Pero, aún así, ¿quién no ha tenido sus
instantes lúcidos? ¿Quién, que haya intentado acercarse alguna vez a Dios en la
oración, no ha intuido la mezquindad de una vida dedicada a lo sensible y el
abismo de posibilidades de la vida interior? Ya decían los antiguos que el alma
humana es capaz de contener todo el universo...
Por eso, no nos engañe la humildad y
pequeñez de la figura de María. Porque la grandeza de las personas no se mide
por su capacidad de salir en los diarios, o de entrevistarse con el Presidente;
ni por el largo o la velocidad de su automóvil; ni por la cantidad de cosas que
sabe; ni por los vestidos que lleva; ni por el color de su piel o su estatura;
ni por los ejércitos que manda o los bancos que administra... Aquello que
realmente importa en la vida de los hombres es la densidad de sus espíritus, la
profundidad de su mirada interior, el sentido de la vida, la conciencia de Dios…
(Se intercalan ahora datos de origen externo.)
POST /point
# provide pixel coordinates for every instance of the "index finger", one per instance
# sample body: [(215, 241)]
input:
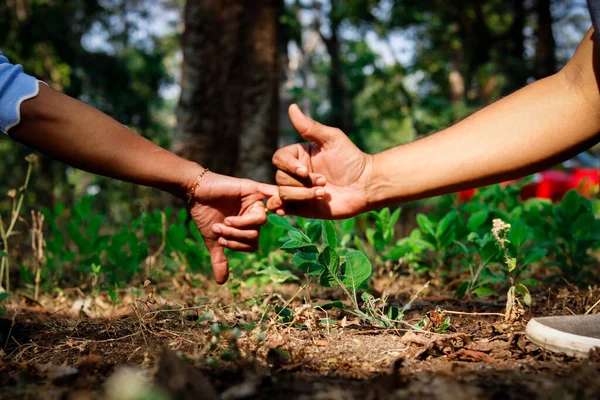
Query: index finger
[(253, 217), (288, 159)]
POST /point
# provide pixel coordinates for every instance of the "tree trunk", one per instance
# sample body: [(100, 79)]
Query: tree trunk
[(228, 111), (341, 103), (545, 59)]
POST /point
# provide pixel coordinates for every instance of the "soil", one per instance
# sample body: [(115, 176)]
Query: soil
[(166, 340)]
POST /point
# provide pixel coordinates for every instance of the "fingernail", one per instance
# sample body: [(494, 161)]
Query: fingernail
[(301, 171)]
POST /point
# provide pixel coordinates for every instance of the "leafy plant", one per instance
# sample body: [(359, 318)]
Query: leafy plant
[(3, 296), (348, 272), (6, 231)]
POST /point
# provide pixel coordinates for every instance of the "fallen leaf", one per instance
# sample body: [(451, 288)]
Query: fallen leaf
[(471, 355)]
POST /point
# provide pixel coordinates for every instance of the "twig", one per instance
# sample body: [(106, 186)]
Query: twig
[(592, 307), (475, 314)]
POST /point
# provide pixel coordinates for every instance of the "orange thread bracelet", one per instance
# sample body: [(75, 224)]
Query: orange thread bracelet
[(195, 186)]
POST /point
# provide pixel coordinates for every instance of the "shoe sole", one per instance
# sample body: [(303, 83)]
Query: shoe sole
[(560, 342)]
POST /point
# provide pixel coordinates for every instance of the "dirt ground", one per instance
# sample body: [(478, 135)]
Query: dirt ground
[(168, 343)]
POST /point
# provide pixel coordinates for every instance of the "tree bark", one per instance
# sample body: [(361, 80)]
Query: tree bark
[(545, 59), (228, 116)]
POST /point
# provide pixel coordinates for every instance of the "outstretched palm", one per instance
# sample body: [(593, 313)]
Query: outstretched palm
[(330, 158)]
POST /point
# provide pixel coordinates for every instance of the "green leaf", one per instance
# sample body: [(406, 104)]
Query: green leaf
[(330, 260), (525, 293), (357, 269), (477, 219), (312, 268), (473, 237), (347, 225), (512, 264), (297, 244), (370, 234), (394, 313), (571, 203), (534, 255), (518, 234), (483, 291), (331, 263), (279, 222), (329, 234), (462, 289), (302, 258), (332, 304), (296, 234), (425, 224), (394, 217)]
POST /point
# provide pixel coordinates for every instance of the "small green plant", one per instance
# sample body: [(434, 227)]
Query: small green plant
[(512, 250), (3, 296), (441, 235), (381, 236), (6, 231), (348, 271)]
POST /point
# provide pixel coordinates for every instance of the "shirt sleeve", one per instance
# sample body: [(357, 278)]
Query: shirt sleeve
[(15, 88)]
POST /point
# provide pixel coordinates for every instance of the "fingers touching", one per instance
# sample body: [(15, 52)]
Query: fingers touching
[(311, 130), (218, 260), (240, 233)]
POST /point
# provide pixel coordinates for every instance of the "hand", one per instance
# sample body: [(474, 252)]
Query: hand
[(229, 213), (330, 160)]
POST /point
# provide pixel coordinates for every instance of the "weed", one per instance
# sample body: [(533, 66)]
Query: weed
[(6, 231)]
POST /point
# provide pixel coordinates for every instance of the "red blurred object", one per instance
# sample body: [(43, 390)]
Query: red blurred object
[(553, 184)]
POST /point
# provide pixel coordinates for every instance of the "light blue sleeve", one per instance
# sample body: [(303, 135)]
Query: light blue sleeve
[(15, 88)]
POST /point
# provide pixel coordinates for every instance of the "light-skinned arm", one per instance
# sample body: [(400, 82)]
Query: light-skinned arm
[(85, 138), (534, 128)]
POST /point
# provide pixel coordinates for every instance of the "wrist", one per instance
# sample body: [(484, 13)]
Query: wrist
[(189, 182), (378, 186)]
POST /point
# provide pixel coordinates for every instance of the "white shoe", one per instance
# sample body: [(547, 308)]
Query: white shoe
[(573, 335)]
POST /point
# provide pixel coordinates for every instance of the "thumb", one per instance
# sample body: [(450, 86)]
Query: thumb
[(311, 129), (267, 190), (218, 260)]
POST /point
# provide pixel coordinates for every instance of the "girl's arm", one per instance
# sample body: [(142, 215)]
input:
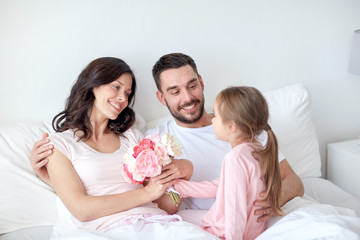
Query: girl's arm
[(203, 189), (70, 189)]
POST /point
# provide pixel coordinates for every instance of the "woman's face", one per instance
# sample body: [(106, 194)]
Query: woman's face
[(112, 98)]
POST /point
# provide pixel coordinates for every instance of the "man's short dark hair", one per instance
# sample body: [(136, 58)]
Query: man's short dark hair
[(171, 61)]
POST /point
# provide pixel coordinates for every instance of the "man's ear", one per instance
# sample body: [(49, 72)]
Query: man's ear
[(201, 82), (161, 97)]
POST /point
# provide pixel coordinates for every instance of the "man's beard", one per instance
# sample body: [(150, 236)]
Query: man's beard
[(184, 119)]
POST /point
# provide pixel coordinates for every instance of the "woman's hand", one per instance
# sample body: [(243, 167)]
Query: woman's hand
[(157, 189), (178, 168)]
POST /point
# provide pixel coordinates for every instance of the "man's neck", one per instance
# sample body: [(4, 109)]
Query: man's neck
[(204, 121)]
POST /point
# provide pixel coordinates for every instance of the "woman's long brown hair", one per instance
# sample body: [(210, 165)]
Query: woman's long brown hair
[(80, 102)]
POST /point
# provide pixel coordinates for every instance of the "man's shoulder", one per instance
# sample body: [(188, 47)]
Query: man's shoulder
[(161, 128)]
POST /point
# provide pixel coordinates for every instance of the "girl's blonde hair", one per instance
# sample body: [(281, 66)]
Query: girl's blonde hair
[(247, 108)]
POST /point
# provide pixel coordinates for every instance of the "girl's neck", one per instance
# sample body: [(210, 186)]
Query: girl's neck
[(237, 139)]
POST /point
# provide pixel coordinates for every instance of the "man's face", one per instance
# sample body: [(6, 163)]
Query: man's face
[(182, 92)]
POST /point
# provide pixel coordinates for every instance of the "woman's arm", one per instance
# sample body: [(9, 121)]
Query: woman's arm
[(70, 189), (203, 189)]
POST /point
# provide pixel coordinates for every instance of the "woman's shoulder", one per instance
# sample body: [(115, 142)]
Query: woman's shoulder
[(134, 134)]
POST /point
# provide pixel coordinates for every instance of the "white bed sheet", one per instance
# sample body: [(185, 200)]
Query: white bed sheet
[(306, 219)]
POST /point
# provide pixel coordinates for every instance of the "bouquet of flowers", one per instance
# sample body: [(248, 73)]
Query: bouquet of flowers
[(147, 158)]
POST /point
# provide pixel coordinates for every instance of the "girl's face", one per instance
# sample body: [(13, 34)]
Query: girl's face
[(112, 98), (220, 128)]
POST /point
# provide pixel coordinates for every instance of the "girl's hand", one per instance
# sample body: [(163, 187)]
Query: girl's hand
[(156, 189)]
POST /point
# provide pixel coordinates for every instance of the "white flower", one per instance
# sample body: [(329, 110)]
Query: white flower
[(172, 145)]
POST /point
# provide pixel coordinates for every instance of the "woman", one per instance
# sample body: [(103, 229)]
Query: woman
[(92, 135)]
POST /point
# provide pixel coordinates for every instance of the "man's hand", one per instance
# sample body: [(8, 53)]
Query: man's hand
[(39, 158), (264, 211), (178, 168)]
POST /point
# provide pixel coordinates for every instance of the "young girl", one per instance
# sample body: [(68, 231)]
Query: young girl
[(92, 135), (241, 113)]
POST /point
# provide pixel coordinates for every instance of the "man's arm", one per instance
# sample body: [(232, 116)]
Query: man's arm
[(291, 186), (39, 158)]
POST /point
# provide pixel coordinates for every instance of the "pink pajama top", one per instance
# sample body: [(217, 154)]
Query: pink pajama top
[(232, 215)]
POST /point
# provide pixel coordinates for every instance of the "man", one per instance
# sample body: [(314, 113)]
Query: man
[(180, 89)]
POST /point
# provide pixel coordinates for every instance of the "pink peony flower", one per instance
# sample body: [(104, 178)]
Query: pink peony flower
[(148, 157), (148, 163)]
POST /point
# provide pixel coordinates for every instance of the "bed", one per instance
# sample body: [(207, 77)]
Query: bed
[(28, 206)]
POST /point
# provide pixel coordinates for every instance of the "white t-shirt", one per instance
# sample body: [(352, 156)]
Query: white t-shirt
[(205, 152)]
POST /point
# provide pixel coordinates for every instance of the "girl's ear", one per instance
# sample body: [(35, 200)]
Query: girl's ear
[(232, 127)]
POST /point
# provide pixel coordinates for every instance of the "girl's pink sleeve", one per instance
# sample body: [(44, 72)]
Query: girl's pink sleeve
[(235, 202), (202, 189)]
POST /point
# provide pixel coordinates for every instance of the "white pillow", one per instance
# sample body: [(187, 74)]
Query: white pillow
[(25, 201), (290, 118)]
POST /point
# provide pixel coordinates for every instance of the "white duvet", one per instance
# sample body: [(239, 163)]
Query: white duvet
[(305, 219)]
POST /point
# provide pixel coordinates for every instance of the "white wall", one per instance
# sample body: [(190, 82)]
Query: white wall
[(44, 44)]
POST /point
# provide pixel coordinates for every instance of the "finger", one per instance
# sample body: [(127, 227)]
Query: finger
[(262, 211), (263, 218), (41, 163), (45, 136), (260, 203)]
Un solo aletear del pensamiento vale más
que mil mundos materiales. Un solo pecado mortal es más terrible que mil bombas
atómicas y mil guerras. Un solo gesto de amor pesa más que los viajes a la
luna, los microscopios electrónicos, los abismos siderales del cosmos.
Detrás de sus hábitos de aldeana, de su
figura desapercibida, sin reporteros ni flashes; detrás de su silencio y del
trabajo humilde de mujer de casa, María llevaba en sí la más admirable de las
obras del Todopoderoso: su alma plena de Gracia. Y, en la intuición profunda de
su espíritu modelado por su propio Hijo, cupieron todos nuestros nombres...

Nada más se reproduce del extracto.